新・虫の眼・魚の眼・鳥の眼 第24回 (最終回)

トップとの会話はワインとオペラで素養を確認されます

● 初めて会うと会話に出るのはワインとオペラの話題
 日本では初めてお会いするクライアントとの会話は、以前勤めていた会社のことや鳥取県からの訪問なので移動はどうしたかなどのたわいもないことがほとんどでした。事前に素性を調査することが割と簡単なせいでしょうか、深いところまでの詮索はありませんでした。
 接待になってからは、主に趣味や酒の話題で盛り上がっていました。趣味は、音楽でいえばジャズ、しかも50年代~80年代の古いジャズでした。さらにもう一つが意外ですが落語です。ジャズと落語は一見別物のようですが、アドリブの醍醐味である即興演奏や本題に入る前の小咄のマクラも本質は同じだと考えます。結構これらの話題は、相手側も興味をもってお話をされるので会話も弾みます。
 ところがヨーロッパは、ジャズはほとんど聞く人はいないし、ましてや落語は誰も知りませんので、説明のしようがありません。たまたま30代から体のためといって、日本酒やウイスキーの代わりにワインを飲み始めたのです。
 多くの頒布会がいくつもあり、格安のワインをたくさん勉強する機会に恵まれました。地元にNHKの技術者の監修のもとで立派な音楽小ホールができ、その音楽祭の運営実行委員になりました。農協が建てたことで、話題にもなりました。
 その時の担当もジャズと落語でしたが、クラシックやポピュラー音楽、演劇なども観劇する機会に恵まれました。一流のミュージシャンや芸人とも演奏後の接待にも呼んでもらい、直接お話を聴くこともできました。さらに地元のクラシック音楽祭の事務局も担当することになり、多くの演奏やオペラの上演の手伝いをすることもできました。
 これらが幸いしたようで、ワインとクラシック音楽やオペラについては、ある程度ヨーロッパの人達と会話ができるようになっていたのです。これは偶然の産物でした。ヨーロッパの会社のトップにも色々な人がいますが、ワインとオペラの嫌いな人はいないと言っても良いくらいです。

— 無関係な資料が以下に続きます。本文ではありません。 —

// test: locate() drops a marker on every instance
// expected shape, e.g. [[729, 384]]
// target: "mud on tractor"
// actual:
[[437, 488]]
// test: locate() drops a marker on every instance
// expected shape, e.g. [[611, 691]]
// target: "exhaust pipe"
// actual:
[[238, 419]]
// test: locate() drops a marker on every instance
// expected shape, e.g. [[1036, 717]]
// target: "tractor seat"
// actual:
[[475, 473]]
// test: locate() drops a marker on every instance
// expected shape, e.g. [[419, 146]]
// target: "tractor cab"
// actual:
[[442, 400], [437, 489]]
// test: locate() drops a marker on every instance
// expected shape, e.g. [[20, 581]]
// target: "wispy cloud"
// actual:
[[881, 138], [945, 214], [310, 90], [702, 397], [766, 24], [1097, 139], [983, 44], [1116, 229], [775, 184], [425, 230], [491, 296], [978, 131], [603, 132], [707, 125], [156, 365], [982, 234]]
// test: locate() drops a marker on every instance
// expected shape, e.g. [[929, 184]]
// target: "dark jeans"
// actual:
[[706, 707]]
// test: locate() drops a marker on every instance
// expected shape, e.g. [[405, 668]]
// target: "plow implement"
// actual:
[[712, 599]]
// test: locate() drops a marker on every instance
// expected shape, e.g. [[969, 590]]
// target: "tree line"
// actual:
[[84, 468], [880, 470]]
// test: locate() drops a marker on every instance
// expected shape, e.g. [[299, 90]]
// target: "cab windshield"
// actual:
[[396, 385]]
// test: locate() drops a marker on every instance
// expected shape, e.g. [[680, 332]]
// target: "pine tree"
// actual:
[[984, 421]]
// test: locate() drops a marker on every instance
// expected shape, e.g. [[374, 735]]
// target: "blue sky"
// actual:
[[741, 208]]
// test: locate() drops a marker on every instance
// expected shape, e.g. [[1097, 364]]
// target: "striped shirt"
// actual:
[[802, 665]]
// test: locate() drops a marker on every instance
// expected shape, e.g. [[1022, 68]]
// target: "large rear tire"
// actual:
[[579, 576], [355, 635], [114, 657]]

● うんちくを見せるのは、3つだけ知っていればよいです
 ワインの話題が出ると、まず白か赤のどちらが好きかと訊ねてきます。良いワインは白赤ともにあり、接待する人も好みもありどっちともいわずに、まずは前菜用に白の辛口でお勧めのものは何でしょうかと訊ねるようにしています。
 接待する方の自慢話も聞いてあげることは、重要な接待になります。メインになると魚料理よりも肉料理がほとんどなので、それには場面を変えて赤のフルボディで良いワインの推薦はありますか、とまた訊ねます。
 接待は彼らもいつも通っているレストランなので、ワインは事前にわかっているので、ちょっと自分のセンスも評価して欲しいのが見え見えです。そこはこちらもよいしょ!して持ち上げます。
 その時に出てくるのが、ワインのブドウの品種の話です。世界一高い山は、エベレストですが、2番目や3番目は知らない人がほとんどです。3つを知っていればできるなと思わせることができます。ちなみにK2とカンチュンジェンガです。ブドウも自分の好きな銘柄を、1つではなく3つだけでも覚えておくと良いことがわかってきました。
 白ならば、ピノ・グリージオ、シャルドネ、リースリングであり、少し自分の好みも伝えるとなお良いこともわかってきました。赤は、カベルネ・ソービニオン、ピノ・ノワール、メルロー。赤はどの産地が好きかとも必ず聞くフレーズですので、スペインのリヨハ、イタリアのトスカーナ、フランスのアルザスと、少し有名どころをワザと外して答えます。
 これがミソで、良くヨーロッパに関心を持っているなあと思わせます。ただし緊張しているので、酔っぱらうことはありません。家ではよく酩酊しますが、不思議です。
 次の話題がオペラです。鳥取でモーツアルトの魔笛やフィガロの結婚、コジ・ファン・トゥッテを何度か自主上演したこともあり、表面的な内容を知っていたのが幸いしました。
 ヨーロッパの地方都市には、オペラハウスが当たり前のようにあり、楽団も地方自治で雇っています。世界第二次大戦後に、ドイツがまず行ったのはオペラハウスの再建でした。目の付け所が違います。デュッセルドルフ市内にもオペラハウスがあり、よく当日券で鑑賞していました。日本は前売りが安いですが、こちらは当日が安くなることがあります。
 その中でも面白いのは何かという質問もあり、一番面白いのがロッシーニの「ランスへの旅」と答えます。デュースブルクで観た時は、バスタブに実際に浸かってびしょ濡れになって歌っていました。日本のスーパー歌舞伎の市川猿之助が、空を飛んだりする舞台を毎年観ていたので、その話題もくっつけて話題をつなぎます。
 さらにオッヘンバッハの「ホフマン物語」も酔っ払いの演技が、とても上手く感心したと話は弾んでいきます。ワインと音楽には、国境がありません。

● 口コミで営業はとても楽になります
 当初は自ら営業をしていましたが、段々トップ同士の口コミによる営業になってきました。トップ同士での商工会議所や異業種の会合などで、日本人のコンサルタントが来ているがどうなんだという会話から始まり、日本人だけどラテン系の人種のように楽しい奴だと伝わっていきます。
 さらに、答えは絶対言わないちょっといやらしいぞ、改善しても社員を辞めさせないことを約束されられるぞ、レッドカードとイエローカードを持っているぞ、リヨハワインが大好きだ、オペラも行くぞ、料理はイタリアンでチーズも大好きだなど、事前の情報が流れます。興味があれば、一緒にワークショップに参加して本人にあってみませんかと、話がつながります。次のクライアントに会う時には、これらの情報で事前準備ができているので、交渉がとても楽になりました。
 これで、新・虫の眼・魚の眼・鳥の眼は、終了します。しばらく充電をしてから、また紙面でお会いできるのを楽しみにしております。